# 408 request timeout (408 runtime error)



## abcba (26. September 2004)

hallo
ich hab ein sehr großes problem mit meinem internet!
vor kurzem hab ich windows xp prof. neu installiert und alle programme die ich zur zeit brauche neu intalliert doch jetzt funktioniert mein internet nicht mehr richtig. es lädt die seiten sehr sehr langsam (trotz dsl 2000) und nach einiger zeit kommt der 408 REQUEST TIMEOUT oder 408 RUNTIME ERROR 
bitte helft mir ich halt es nicht mehr lange ohne Internet aus ;-)


----------



## eumel3012 (9. Oktober 2004)

Hallo zusammen,

ich habe seit gestern offensichtlich dasselbe Problem wie abcba - error 408, Netzwerk technisch o.k., ftp geht, aber Internet nicht.
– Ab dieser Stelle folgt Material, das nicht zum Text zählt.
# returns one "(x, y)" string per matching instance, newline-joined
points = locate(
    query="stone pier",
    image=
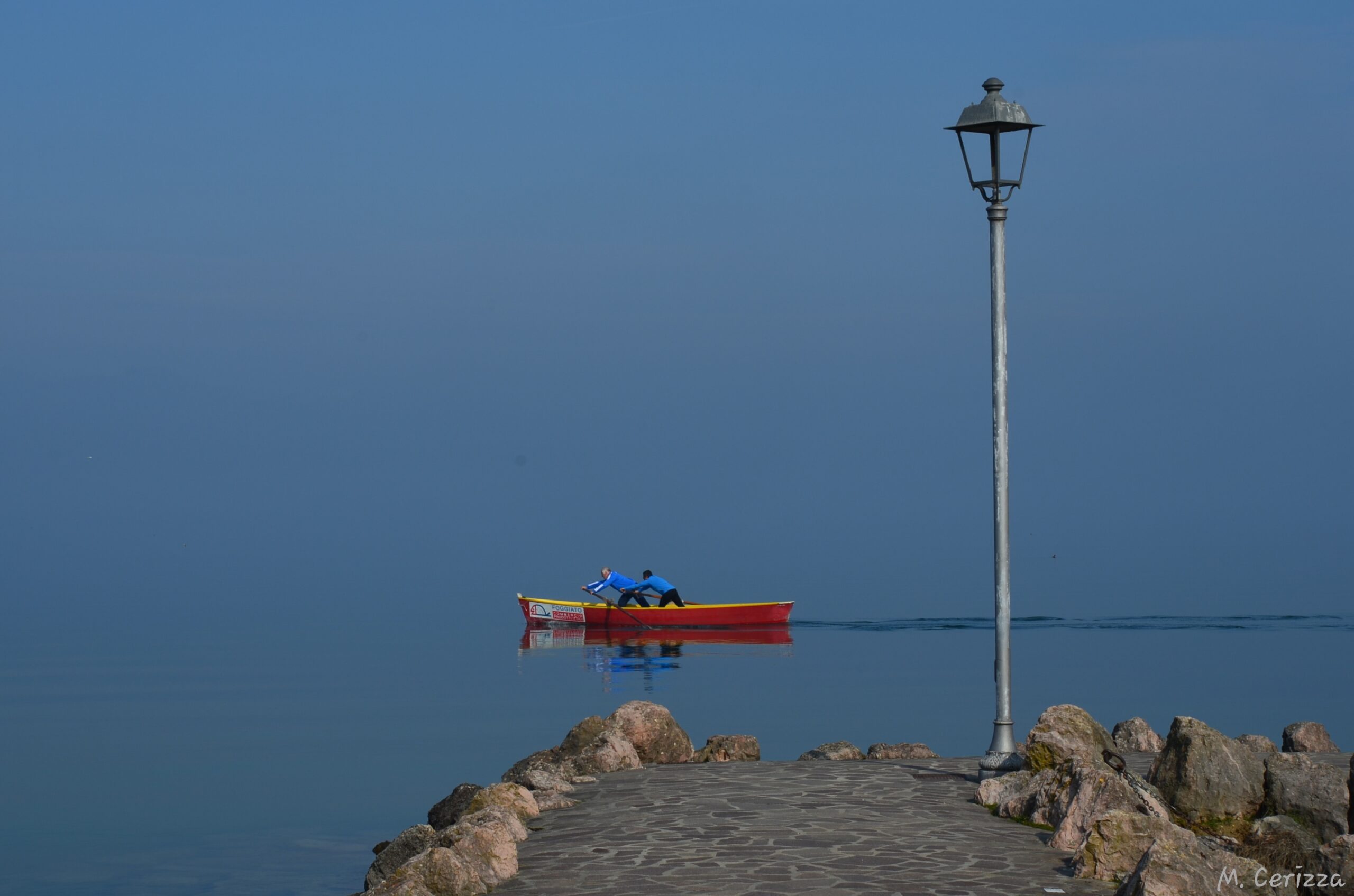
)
(837, 829)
Die Fehlermeldung halte ich für Fake, da IE den Fehler sofort und nicht nach üblicher Wartezeit meldet.

Hat jemand eine Lösung? 
Habe die Befürchtung einen Trojaner eingefangen zu haben, kann aber keine Signaturenupdates zum Check runterladen.

Vielen Dank schonmal


----------